Richard Powers (USA), The Overstory (Willian Heinemann)The Overstory is a story of the environment.  Following nine very different individuals, the novel eventually brings them together as each tries to save the final few trees left in the world.  This novel explores global warming, and its effects on all classes, genders, and races.

Robin Robertson (Scotland, UK), The Long Take (Picador)The Long Take is actually a novel in verse form.  It follows a man suffering from PTSD, and his attempt to cope with live after war.
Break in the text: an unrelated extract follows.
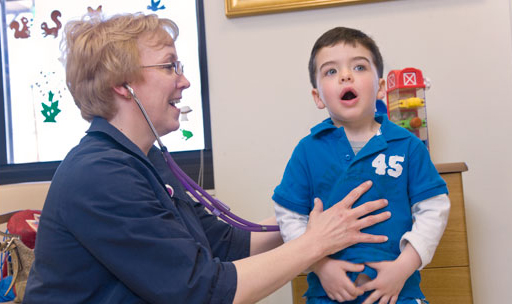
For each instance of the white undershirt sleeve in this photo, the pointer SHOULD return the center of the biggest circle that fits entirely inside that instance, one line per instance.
(291, 224)
(429, 217)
Sally Rooney (Ireland), Normal People (Faber & Faber) (preorder only in the US): this novel looks at the intersection between classes through the lens of children.  A young middle class girl befriends her parents’ house cleaner’s son.  The story watches them grow up in two distinct social circles while trying to maintain their connection.

Donal Ryan (Ireland), From a Low and Quiet Sea (Doubleday Ireland): Separated into four parts – the first three sections tell the story of three men.  The first, a man deciding whether to flee Syria with his family.  The second, a brokenhearted bus-driver in Ireland. And, lastly, a manipulator searching for forgiveness.  The final sections brings all three together in their search for home and acceptance.

This year’s judges include: Kwame Anthony Appiah (Chair); Val McDermid; Leo Robson; Jacqueline Rose; and Leanne Shapton.

I am still waiting on a couple of the books to get to my house, but, as some of them have arrived, let the reading begin!